Heretic: _anyone who does not conform to an established attitude, doctrine, or
principle._

The word plays on lots of negative connotations (when actually there is no
reason that it is bad to be a Heretic). Initially it seems a weird choice of
word: basically "hey, if your not with us your against us. Oh and were going
to burn you out". On the other hand I think it's one used in science history
books quite a lot (still in a negative context though) so perhaps it is
because the guy is a scientist and that's how non-conformists are considered.

Or then again maybe it is just a political choice of words attempting to
undermine anyone that does pick at the data.

(as an aside the guy is wrong - some of the biggest scientific advances come
from "heretics" making big and controversial discoveries)

------
timr
Is there a non-editorial reason that a new title had to be submitted for this
article? The original title:

 _"Scientists Taking Steps to Defend Work on Climate"_

is more succinct, and carries a different connotation than the one invented by
retro:

 _"Climate scientists beginning to admit mistakes and open up their data."_

------
retro
In case anyone questions why the HN title is different from the NYT title, I
adapted it from the subhead which reads as follows: _"Grudgingly, many climate
scientists are beginning to engage critics, admit mistakes and open up their
data."_

------
ahk
Definitely a good thing if they start opening up more and start engaging with
skeptics in debates instead of just appealing to authority.

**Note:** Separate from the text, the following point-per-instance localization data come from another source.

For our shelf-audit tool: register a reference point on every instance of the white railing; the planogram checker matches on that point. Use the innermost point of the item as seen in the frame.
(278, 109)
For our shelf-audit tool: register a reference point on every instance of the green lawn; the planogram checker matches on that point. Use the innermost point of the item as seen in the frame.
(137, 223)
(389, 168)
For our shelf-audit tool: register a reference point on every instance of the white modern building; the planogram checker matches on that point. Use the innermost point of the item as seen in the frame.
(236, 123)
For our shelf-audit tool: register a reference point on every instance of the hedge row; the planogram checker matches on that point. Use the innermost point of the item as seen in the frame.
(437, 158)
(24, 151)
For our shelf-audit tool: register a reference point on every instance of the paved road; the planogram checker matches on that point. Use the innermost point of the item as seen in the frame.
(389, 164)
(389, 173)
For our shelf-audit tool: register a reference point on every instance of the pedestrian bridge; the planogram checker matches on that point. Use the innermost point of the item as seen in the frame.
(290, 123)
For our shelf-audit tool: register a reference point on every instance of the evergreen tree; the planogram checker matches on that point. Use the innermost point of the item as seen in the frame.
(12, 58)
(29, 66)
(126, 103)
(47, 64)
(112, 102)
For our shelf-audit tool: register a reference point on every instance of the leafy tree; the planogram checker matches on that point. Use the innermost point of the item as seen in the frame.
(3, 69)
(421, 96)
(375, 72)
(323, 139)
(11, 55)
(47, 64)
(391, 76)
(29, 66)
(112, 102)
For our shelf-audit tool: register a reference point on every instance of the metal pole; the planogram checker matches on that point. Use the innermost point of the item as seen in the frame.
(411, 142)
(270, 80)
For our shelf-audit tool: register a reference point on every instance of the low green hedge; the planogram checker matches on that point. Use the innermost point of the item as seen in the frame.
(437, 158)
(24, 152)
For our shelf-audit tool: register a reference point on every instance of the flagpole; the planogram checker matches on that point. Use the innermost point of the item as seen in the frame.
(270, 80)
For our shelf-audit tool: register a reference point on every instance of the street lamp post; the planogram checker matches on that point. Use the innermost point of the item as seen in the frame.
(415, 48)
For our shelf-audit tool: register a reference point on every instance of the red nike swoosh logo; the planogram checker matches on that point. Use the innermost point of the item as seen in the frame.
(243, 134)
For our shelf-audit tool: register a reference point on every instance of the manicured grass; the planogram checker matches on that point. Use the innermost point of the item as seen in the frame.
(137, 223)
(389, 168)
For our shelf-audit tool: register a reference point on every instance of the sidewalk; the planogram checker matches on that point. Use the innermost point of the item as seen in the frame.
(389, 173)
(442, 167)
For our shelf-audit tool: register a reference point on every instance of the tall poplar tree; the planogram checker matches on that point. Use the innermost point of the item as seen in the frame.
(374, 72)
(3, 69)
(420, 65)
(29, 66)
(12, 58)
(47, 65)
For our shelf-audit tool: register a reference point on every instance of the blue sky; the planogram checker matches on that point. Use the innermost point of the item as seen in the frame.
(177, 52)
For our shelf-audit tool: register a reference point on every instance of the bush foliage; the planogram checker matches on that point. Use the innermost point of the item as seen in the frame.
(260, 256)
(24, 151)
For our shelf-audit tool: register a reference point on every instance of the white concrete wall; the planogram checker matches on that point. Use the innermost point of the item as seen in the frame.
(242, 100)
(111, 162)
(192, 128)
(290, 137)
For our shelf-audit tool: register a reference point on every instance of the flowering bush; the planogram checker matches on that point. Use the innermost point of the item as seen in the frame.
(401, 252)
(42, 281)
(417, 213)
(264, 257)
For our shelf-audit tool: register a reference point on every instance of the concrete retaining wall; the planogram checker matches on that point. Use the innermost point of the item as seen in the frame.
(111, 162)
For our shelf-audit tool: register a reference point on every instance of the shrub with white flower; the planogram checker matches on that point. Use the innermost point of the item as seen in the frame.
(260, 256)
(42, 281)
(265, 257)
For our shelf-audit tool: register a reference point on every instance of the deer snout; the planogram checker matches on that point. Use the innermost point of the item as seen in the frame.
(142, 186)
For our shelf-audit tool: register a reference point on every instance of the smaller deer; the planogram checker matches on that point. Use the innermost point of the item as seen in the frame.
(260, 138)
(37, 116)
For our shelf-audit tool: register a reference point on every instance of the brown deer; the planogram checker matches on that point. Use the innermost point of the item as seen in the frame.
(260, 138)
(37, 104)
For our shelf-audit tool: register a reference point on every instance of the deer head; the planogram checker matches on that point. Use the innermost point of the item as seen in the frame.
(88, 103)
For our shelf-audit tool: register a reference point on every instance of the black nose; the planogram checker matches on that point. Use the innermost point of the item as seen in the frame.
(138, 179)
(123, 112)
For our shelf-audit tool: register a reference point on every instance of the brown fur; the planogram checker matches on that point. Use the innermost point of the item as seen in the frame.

But the true reason no one will believe their claims till it's too late is
that they have no good solutions other than pushing us to the dark ages in
terms of energy consumption.

IMO climate scientists should also start thinking about solutions to the
climate problem (even if its not exactly their field). We could definitely use
more people thinking about solutions rather than just describing the problem
or its extent.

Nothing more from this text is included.